Online personas and connections

I’ve been online almost every day since 1995. My earliest use of the internet for social contact was listserve groups. I was a very early adopter of Facebook since I joined when I was in college and it was only open to students at that time.

I think I had a much stronger online persona then. Certainly, it was polarizing. Some people really liked me and some people really didn’t. I was unconcerned with the people who disliked me and just said whatever I wanted to say.

But somewhere along the way, everything changed. I stopped being able to form new close online relationships and to this day my online friendships are people I’ve interacted with for more than 15 years. I can’t really pinpoint one specific reason why it’s harder for me to make those connections now–I can actually point to several.

First and foremost, my former friendship really damaged my self-esteem and I am still working through that in therapy. I’m afraid that new friends will be as vicious to me as she was.

Related to that, I also care a lot more now about what people think of me. I don’t have as much confidence to be truly myself, even if I provoke polarizing reactions. I now fear polarized reactions, which has made me shut down and feel unwilling to really express whatever thoughts are in my head. I am still so mad at myself and at her for fucking with my head so badly.

The political landscape has changed significantly. The nature of Facebook itself has also significantly changed and I greatly dislike the tone it has taken. I’m much more conscious that I will piss people off if I express my true thoughts there. I didn’t used to care about that.

But when my own mother-in-law blocked and unfriended me on there, it made me hyper-conscious of the fact that we’re now living in an age where having the opposite view of someone is intolerable. I’m often guilty of the same intolerance, as I tend to negatively judge people on the far right end of the spectrum and Trump supporters (who are often the same people.)

Things changed when I moved down here, too. I once made my struggle and my low socioeconomic status a big part of my identity. I’m still a diehard defender of the lower class but I’m no longer a member of it. That’s a big shift that I haven’t yet been able to reconcile–although I may return to the lower class whenever I’m widowed.

But things also really changed when I attended the evangelical church for two years. A lot of my old friends distanced themselves from me then and haven’t come back. I wish I could tell them that’s not really who I am now and that I cringe with embarrassment when I see posts from that time come up in my user history. But at the same time, if they were really my friends, wouldn’t they have stood by me or at least be open to giving me another chance? The fact that I explored religion is part of who I am but so is the fact that I’m no longer in that mind space.

Sadly, explorations with religion are another one of those issues about which some people are intolerant. Many of them claim they’re so non-judgmental but religion is the exception. But again, religion was just something I explored and found that it didn’t work for me anyway.

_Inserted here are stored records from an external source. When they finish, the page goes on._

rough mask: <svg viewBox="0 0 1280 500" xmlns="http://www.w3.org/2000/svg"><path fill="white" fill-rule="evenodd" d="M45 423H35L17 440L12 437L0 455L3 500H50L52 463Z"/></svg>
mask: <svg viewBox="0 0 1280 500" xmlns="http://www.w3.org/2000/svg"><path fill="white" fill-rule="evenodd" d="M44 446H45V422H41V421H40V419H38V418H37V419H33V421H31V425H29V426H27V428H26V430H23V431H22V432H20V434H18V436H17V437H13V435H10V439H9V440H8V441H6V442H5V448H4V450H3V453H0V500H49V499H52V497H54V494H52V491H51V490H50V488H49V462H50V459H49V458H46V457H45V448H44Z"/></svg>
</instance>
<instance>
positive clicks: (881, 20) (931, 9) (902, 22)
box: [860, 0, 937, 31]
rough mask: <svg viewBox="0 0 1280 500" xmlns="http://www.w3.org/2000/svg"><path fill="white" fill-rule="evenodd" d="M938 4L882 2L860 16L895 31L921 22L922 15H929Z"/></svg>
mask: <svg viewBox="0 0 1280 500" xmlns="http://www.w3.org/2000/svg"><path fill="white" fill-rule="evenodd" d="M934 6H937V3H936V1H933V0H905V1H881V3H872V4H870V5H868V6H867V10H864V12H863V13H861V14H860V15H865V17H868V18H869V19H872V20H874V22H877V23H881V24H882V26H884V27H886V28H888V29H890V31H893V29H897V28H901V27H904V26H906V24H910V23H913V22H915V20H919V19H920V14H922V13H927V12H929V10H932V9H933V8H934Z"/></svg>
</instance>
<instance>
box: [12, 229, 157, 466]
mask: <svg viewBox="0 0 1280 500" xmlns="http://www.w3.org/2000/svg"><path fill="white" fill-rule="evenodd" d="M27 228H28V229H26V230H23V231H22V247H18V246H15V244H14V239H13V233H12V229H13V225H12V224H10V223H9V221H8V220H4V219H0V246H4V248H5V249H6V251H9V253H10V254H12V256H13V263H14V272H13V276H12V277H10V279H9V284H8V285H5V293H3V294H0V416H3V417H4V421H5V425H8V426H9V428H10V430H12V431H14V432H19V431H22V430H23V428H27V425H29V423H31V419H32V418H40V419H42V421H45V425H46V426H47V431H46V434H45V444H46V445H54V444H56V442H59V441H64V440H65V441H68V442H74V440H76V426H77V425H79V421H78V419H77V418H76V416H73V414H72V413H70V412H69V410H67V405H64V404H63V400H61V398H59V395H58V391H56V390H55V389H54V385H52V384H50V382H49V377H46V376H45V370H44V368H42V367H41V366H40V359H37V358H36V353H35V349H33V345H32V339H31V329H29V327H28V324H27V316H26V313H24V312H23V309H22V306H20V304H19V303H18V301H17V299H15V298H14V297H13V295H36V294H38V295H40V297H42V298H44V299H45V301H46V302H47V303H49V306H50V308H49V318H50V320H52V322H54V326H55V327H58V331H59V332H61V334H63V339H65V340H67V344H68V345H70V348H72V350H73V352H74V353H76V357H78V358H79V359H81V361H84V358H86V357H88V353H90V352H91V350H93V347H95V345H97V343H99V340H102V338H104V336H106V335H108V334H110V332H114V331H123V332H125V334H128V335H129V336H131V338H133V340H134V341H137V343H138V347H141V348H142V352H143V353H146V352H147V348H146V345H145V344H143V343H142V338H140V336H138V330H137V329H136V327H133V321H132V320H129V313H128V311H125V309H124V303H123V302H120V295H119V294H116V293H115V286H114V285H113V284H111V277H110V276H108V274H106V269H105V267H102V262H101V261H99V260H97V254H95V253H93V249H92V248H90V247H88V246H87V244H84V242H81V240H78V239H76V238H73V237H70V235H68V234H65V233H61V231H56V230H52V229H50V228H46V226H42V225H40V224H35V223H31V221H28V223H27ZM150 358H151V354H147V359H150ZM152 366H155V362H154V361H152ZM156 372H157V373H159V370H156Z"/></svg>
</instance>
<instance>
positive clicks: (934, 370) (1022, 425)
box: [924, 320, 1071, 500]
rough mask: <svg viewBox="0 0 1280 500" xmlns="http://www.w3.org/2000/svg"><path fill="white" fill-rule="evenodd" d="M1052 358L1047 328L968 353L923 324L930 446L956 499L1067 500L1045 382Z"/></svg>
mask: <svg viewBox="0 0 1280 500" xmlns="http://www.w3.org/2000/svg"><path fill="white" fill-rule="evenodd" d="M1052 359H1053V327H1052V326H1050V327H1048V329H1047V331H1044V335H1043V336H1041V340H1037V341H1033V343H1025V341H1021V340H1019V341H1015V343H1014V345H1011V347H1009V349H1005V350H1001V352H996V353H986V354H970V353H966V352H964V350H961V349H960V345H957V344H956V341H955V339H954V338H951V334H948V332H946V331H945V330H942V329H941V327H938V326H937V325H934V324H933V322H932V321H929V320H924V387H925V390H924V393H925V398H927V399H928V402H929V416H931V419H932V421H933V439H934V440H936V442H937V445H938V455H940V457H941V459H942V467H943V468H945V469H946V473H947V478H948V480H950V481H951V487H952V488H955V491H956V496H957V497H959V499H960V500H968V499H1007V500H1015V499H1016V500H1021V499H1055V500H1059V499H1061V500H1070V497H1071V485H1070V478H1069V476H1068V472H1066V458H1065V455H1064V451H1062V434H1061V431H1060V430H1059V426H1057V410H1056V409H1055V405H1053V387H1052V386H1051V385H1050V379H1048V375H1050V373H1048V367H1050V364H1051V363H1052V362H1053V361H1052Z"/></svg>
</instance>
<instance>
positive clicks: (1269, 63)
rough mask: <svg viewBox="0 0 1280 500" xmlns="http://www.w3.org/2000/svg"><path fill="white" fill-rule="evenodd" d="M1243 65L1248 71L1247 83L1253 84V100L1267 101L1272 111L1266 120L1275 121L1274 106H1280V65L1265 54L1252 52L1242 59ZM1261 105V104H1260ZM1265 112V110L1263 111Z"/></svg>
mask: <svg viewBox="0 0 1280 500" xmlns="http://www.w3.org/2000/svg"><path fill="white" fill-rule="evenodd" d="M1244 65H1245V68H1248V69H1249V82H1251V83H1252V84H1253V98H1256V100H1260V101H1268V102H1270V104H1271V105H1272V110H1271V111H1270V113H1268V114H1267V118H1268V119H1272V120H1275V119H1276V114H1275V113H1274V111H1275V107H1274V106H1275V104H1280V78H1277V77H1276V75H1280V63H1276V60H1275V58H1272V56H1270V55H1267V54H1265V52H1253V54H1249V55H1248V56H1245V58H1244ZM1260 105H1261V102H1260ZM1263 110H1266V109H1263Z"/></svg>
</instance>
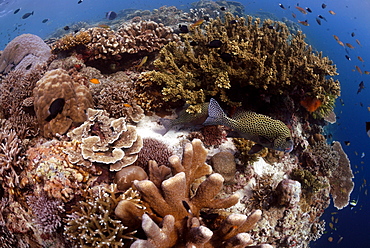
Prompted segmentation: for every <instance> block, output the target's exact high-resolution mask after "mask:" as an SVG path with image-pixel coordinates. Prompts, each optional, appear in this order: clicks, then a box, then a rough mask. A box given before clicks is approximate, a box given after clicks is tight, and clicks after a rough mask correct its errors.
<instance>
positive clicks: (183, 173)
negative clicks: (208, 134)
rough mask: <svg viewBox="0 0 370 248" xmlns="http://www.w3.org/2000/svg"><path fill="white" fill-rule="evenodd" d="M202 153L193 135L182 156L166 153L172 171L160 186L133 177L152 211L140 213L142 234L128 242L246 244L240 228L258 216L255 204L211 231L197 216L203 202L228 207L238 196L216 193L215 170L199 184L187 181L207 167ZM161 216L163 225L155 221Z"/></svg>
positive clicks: (192, 179) (201, 144)
mask: <svg viewBox="0 0 370 248" xmlns="http://www.w3.org/2000/svg"><path fill="white" fill-rule="evenodd" d="M206 157H207V151H206V150H205V148H204V147H203V145H202V143H201V141H200V140H193V141H192V143H191V144H190V143H188V144H186V146H185V149H184V155H183V159H182V162H181V161H180V158H179V157H178V156H176V155H174V156H172V157H170V158H169V161H170V164H171V165H170V167H171V170H172V174H173V176H172V177H170V178H169V179H167V180H164V181H162V183H161V184H160V186H159V187H157V186H156V185H158V184H154V183H153V182H152V181H150V180H143V181H134V186H135V188H136V189H137V190H138V191H139V193H140V195H141V197H142V200H143V202H144V203H145V204H146V205H148V206H149V207H148V208H147V210H146V212H147V213H150V214H151V217H149V216H148V215H146V214H144V215H143V216H142V228H143V230H144V232H145V233H146V235H147V240H146V241H144V240H138V241H136V242H135V243H134V244H133V245H132V247H143V246H145V247H187V246H189V245H194V246H196V247H203V245H204V247H234V246H235V247H246V246H247V245H249V244H251V241H250V239H249V235H248V234H244V232H246V231H249V230H250V229H251V228H252V227H253V226H254V224H255V223H256V222H257V221H258V220H259V219H260V217H261V211H260V210H257V211H256V212H254V213H252V214H251V216H250V217H248V218H247V217H246V216H244V215H233V214H232V215H229V216H228V217H227V219H226V220H225V221H224V222H223V223H222V224H220V225H219V226H218V227H217V228H216V229H215V230H214V232H212V231H211V230H210V229H209V228H208V227H206V226H205V225H204V223H203V222H202V221H201V219H200V218H199V217H200V211H201V210H202V209H204V208H210V209H214V208H227V207H230V206H232V205H234V204H236V203H237V201H238V196H237V195H231V196H229V197H226V198H223V199H220V198H218V197H217V194H218V193H219V191H220V190H221V188H222V183H223V178H222V176H221V175H220V174H211V175H210V176H209V177H207V178H206V179H205V180H204V181H203V182H201V183H200V184H199V186H198V187H197V186H194V185H192V184H193V183H194V181H195V179H197V178H199V177H201V176H204V175H208V174H210V173H211V168H210V166H209V165H207V164H206V163H205V160H206ZM149 178H150V177H149ZM151 212H152V213H151ZM161 219H162V222H161V225H160V226H162V228H160V227H159V225H158V223H155V222H156V221H158V220H161ZM231 227H233V228H231Z"/></svg>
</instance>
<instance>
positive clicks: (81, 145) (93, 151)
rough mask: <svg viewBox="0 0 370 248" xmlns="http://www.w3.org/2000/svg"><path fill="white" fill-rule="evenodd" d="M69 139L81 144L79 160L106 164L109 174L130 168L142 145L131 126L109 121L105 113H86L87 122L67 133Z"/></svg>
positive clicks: (139, 140)
mask: <svg viewBox="0 0 370 248" xmlns="http://www.w3.org/2000/svg"><path fill="white" fill-rule="evenodd" d="M67 135H68V137H70V138H71V139H73V140H77V141H80V142H81V146H80V147H81V154H82V157H83V158H84V159H86V160H89V161H91V162H97V163H103V164H109V165H110V170H111V171H119V170H120V169H122V168H123V167H125V166H128V165H131V164H133V163H134V162H135V161H136V159H137V157H138V153H139V151H140V149H141V148H142V147H143V141H142V138H141V137H140V135H138V134H137V132H136V129H135V127H134V126H132V125H126V121H125V118H124V117H121V118H118V119H115V118H110V117H109V114H108V113H107V112H106V111H105V110H99V109H91V108H89V109H88V110H87V120H86V121H85V122H84V123H83V124H82V125H81V126H79V127H78V128H75V129H73V130H72V131H70V132H68V133H67Z"/></svg>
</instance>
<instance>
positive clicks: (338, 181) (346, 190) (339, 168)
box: [329, 141, 355, 209]
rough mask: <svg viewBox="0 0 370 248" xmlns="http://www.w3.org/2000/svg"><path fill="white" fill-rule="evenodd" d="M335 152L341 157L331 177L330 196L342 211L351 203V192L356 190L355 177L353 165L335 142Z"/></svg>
mask: <svg viewBox="0 0 370 248" xmlns="http://www.w3.org/2000/svg"><path fill="white" fill-rule="evenodd" d="M332 148H333V150H334V151H336V152H337V153H338V155H339V161H338V166H337V168H336V169H335V170H332V173H331V176H330V177H329V182H330V194H331V195H332V197H333V202H334V207H336V208H337V209H342V208H344V207H346V206H347V205H348V203H349V199H350V195H351V192H352V190H353V188H354V186H355V185H354V183H353V181H352V178H354V175H353V173H352V170H351V164H350V162H349V159H348V157H347V155H346V153H345V152H344V151H343V148H342V145H341V144H340V142H338V141H335V142H334V143H333V145H332Z"/></svg>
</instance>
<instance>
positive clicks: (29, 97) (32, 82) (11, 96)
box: [0, 65, 46, 139]
mask: <svg viewBox="0 0 370 248" xmlns="http://www.w3.org/2000/svg"><path fill="white" fill-rule="evenodd" d="M45 71H46V67H45V66H44V65H43V66H41V65H37V66H36V67H35V69H33V70H31V71H30V72H29V73H27V74H24V73H23V72H22V71H21V70H12V71H10V72H9V73H8V74H7V75H6V76H5V77H4V78H2V80H1V83H0V103H1V104H0V116H1V118H4V119H7V120H8V122H7V123H9V125H10V126H11V128H12V129H13V130H15V131H16V132H17V134H18V136H19V137H21V138H22V139H23V138H28V137H34V136H37V135H38V134H39V126H38V125H37V120H36V117H35V113H34V110H33V98H32V94H33V89H34V87H35V85H36V82H37V81H38V80H40V78H41V77H42V75H43V74H44V72H45Z"/></svg>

More than anything, I still feel like I’ve lost my true voice and maybe that’s what people are really reacting to. I have my views and they’re actually very strongly held but for many reasons, I don’t feel safe to express them. So now my internet persona is boring, middle of the road, out of sync with my real self. No wonder that doesn’t attract anyone. I guess that’s another thing to discuss in therapy–along with how to get my true voice back and where to express it.


  1. Joshua Shea says:

    You raise some excellent questions and points here. It’s ironic you are not right wing, but experimented with evangelicals.
    I think our culture is still in a time of massive assimilation with the way communication and means of communication have exploded in the last 25 years. Remember no cell phones and no Facebook? Our reptile minds haven’t quite evolved to know how to use them for good.
    Like I’ve said many times in quoting George Carlin, statistically half the people you deal with are going to be below average.

    Liked by 1 person

    1. Holly says:

      Sorry for the delay in replying; it was a crazy weekend! Yes, it was weird that I got involved with an evangelical church despite not being right wing. It’s also a shame that the two are synonymous because they shouldn’t be. I will say that I was attending there at the time my husband disclosed his porn addiction and it was helpful for that at least…but otherwise I had so much cognitive dissonance that I came to my senses.

      I think you’re right about our brains not evolving fast enough to use technologies like Facebook and cell phones for good. Unfortunately that means that all the below-average people you refer to now have the equivalent of a megaphone.

      Liked by 1 person

      1. Joshua Shea says:

        That means we just have to develop better ear plugs.